Improving WordPress Security with Cloudflare Teams/Zero-Trust/Access

Improving WordPress Security with Cloudflare Teams/Zero-Trust/Access

This very page that you are reading is one of the 40% of all pages that are powered by WordPress. It’s an incredibly powerful and flexible open source application, used by millions of sites to serve content to their users. I love it for it’s simplicity and customisability with thousands of useful plugins. I am not a web developer, nor do I have the slightest ability to make something look pretty – so I will leave that for somebody else to do. WordPress is however a victim of it’s own success. It’s popularity makes it a prime target for hackers trying to find the next exploit against the platform, knowing it can likely be used on millions of sites. WordPress is also very consistent out of the box, using very well known paths for the different functions e.g wp-admin.php and wp-login.php. This also makes WordPress instances very easy to launch brute-force attacks against.

Looking at the server logs, I can see hundreds of requests a day to /wp-admin.php – many coming from IP addresses already associated with spam and brute force attacks.

While I can implement a number of tools on the server and NGINX proxy – it seems silly to even let this traffic pass to the host itself – instead we can block it at the CDN level using Cloudflare Zero Trust.

The Architecture

All traffic to my public-facing infrastructure is already routed via Cloudflare’s proxy service and therefore can be intercepted and blocked by their Zero Trust service – forcing authentication to occur prior to allowing the traffic to pass to the host. Using this technology we can block access to entire subdomains or specific routes without authentication. In my case, authentication takes place using ayloNet SSO which uses a combination of Azure AD (Primary) and Google Cloud (Secondary) as the golden source(s) of identity data.

The Architecture can be seen below:

Fig 2: Architecture for

We can see that if traffic is being directed to /wp-admin, Cloudflare will automatically route the traffic via Cloudflare Zero Trust and authentication will be required via the relevant IDPs. If traffic is not directed to /wp-admin then the traffic is allowed to continue through Cloudflare’s standard proxy service to the host. Once at the host, it follows our typical architecture for web-apps (through a dedicated NGINX and DB network) to enforce zero-trust between the various high-risk solution components.

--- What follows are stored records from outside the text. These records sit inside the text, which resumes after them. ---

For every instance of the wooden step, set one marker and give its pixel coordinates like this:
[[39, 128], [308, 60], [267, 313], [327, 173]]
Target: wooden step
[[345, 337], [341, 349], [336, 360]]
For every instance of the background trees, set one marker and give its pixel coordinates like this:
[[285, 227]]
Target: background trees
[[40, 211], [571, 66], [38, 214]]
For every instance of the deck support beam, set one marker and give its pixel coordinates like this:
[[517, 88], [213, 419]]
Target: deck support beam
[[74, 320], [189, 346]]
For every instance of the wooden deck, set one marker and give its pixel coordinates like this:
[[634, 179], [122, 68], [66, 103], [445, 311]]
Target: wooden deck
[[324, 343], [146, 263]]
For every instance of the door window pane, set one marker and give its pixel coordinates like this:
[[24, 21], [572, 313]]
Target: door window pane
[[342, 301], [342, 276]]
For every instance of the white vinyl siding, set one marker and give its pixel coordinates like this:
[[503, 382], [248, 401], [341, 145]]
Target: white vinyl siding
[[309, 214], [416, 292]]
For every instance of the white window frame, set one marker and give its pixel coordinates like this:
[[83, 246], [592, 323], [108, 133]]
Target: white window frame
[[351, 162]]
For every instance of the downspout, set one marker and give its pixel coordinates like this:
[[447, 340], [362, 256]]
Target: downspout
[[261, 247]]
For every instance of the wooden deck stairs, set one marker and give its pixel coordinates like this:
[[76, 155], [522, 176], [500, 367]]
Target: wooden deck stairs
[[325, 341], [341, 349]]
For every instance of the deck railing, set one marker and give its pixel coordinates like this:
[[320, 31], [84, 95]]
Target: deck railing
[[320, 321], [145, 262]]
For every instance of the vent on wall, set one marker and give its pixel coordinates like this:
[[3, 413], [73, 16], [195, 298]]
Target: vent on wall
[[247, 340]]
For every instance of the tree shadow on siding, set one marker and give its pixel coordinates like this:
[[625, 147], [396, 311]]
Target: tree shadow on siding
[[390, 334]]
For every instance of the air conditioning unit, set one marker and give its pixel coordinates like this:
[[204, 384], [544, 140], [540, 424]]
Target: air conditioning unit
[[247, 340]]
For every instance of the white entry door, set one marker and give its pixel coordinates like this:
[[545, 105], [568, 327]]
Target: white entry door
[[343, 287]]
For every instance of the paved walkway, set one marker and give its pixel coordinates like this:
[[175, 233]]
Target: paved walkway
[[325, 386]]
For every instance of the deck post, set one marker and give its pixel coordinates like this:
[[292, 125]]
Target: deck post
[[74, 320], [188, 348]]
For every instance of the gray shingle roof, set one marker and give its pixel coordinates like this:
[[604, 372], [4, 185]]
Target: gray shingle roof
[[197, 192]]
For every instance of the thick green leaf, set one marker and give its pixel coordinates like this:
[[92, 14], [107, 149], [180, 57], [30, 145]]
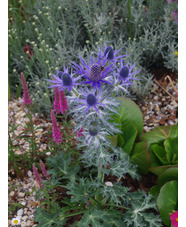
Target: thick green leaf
[[155, 190], [129, 135], [168, 175], [167, 200], [171, 148], [140, 156], [159, 134], [160, 153], [129, 113]]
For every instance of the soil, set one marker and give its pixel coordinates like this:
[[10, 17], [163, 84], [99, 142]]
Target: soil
[[146, 181]]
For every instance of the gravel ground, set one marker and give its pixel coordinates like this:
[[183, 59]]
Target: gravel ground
[[159, 108]]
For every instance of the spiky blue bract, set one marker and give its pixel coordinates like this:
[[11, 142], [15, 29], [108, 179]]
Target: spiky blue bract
[[94, 72], [64, 80], [110, 54], [124, 74]]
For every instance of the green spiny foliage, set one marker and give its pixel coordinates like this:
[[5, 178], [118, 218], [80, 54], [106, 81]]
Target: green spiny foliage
[[61, 166], [138, 214], [57, 32]]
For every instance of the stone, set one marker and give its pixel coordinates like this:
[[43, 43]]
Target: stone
[[20, 212]]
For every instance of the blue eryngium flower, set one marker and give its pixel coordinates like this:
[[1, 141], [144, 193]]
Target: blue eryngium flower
[[91, 100], [64, 80], [95, 72], [110, 54], [124, 74]]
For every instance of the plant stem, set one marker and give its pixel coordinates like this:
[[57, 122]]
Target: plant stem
[[73, 214], [130, 25], [113, 205]]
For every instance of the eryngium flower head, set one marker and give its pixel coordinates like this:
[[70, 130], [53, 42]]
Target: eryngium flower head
[[64, 80], [95, 72], [60, 102], [26, 96], [90, 101], [124, 74], [56, 131], [109, 54]]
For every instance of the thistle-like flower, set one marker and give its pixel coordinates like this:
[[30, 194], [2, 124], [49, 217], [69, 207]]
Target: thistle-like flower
[[64, 80], [109, 54], [60, 102], [124, 74], [45, 174], [26, 96], [95, 72], [37, 176], [56, 131]]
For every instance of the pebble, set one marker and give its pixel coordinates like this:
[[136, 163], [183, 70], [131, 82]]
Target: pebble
[[20, 212]]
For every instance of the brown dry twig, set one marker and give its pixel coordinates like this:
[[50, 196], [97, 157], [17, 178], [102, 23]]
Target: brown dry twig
[[165, 90]]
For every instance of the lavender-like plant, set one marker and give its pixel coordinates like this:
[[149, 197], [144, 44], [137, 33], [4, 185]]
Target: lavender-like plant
[[93, 103]]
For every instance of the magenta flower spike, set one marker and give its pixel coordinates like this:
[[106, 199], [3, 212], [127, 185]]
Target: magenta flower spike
[[60, 102], [46, 175], [63, 102], [56, 100], [56, 130], [80, 133], [26, 96], [174, 219], [37, 176]]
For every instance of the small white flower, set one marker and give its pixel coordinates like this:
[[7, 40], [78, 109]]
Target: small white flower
[[16, 221], [109, 184]]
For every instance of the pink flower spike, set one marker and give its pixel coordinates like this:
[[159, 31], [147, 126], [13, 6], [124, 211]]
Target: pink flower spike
[[63, 102], [79, 133], [174, 219], [44, 170], [37, 176], [26, 96], [56, 130], [56, 100]]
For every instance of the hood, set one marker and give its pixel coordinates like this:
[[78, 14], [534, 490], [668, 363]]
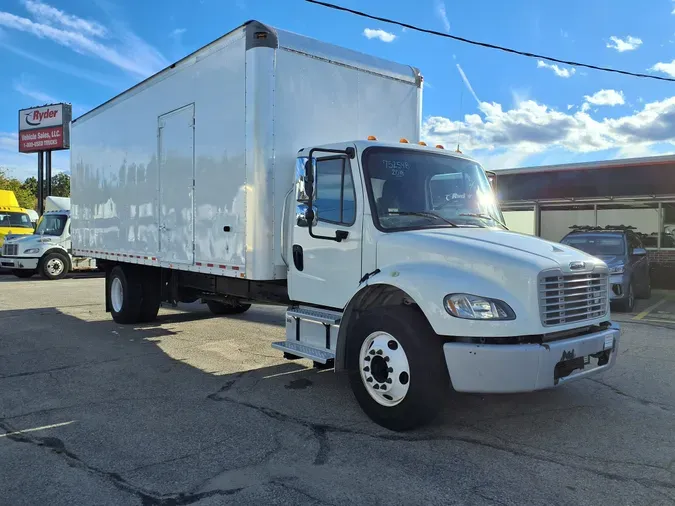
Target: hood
[[612, 259], [481, 246], [10, 232]]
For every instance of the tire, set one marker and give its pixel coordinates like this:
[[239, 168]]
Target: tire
[[151, 299], [23, 273], [628, 304], [53, 266], [418, 393], [222, 309], [125, 295]]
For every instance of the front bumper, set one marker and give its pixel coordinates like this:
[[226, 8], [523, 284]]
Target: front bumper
[[19, 262], [508, 368]]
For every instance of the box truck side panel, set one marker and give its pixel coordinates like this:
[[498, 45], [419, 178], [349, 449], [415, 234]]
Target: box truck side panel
[[320, 101], [132, 193]]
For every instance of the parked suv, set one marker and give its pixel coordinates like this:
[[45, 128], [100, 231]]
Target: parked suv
[[625, 255]]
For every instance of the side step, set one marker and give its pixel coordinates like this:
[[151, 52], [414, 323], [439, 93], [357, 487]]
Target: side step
[[315, 315], [302, 350]]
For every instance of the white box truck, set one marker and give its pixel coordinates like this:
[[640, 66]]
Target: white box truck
[[269, 167], [48, 251]]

This same pattern is used for any other high-risk WordPress routes wp-admin is purely an example of one such case.

The Setup

The setup is really simple given that we already use Cloudflare’s proxy service. . I will cover the setup of Cloudflare Zero Trust in a separate article some time in the future. Therefore the only additional configuration was on the Zero-Trust side of things. This involves:

  • Creating an access group in the IDPs for approved users.
  • Creating a new “Application” in Cloudflare Zero Trust for each controlled route.
  • Mapping the access groups to the relevant include/approve policies in Cloudflare.

Maintaining SSO for User Login

While users will be required to authenticate when accessing the admin console URL, we also need to authenticate them against WordPress itself to ensure that they are logged in using their SSO credentials. While Cloudflare supports a number of ways to do this, the approach I have taken is to have WordPress independently verify credentials with Azure AD via OAuth. The major reason for this is the additional attributes that WordPress can harvest from the OAuth claim via Microsoft Graph.

This is why WordPress has a direct HTTPS connection to Azure AD in the architecture above.

The User Experience

The user experience is pretty good, particularly as most of our internal users will already have a Cloudflare access token (from using other apps) and therefore will have a fully transparent journey though to WordPress. I’ve outlined the three journeys below:

Guest (No Auth Required) Admin (Existing Token) Admin (No Token)
Access directly provided to guest pages e.g. 1. User accesses /wp-admin 2. User presented at the login screen 3. User hits "Login with SSO" button 4. User Authenticated 1. User accesses /wp-admin 2. User presented at Cloudflare ZT Login Screen 3. User selects an IDP and authenticates 4. User presented at the WordPress login screen. 5. User hits "Login with SSO" 6. User Authenticated

We can see just how simple the journey is from the end user perspective by looking at Fig 5 and 6. For most users, this is all they will see before they are logged in with the applications. Two simple button presses and they are in with their standard SSO credentials.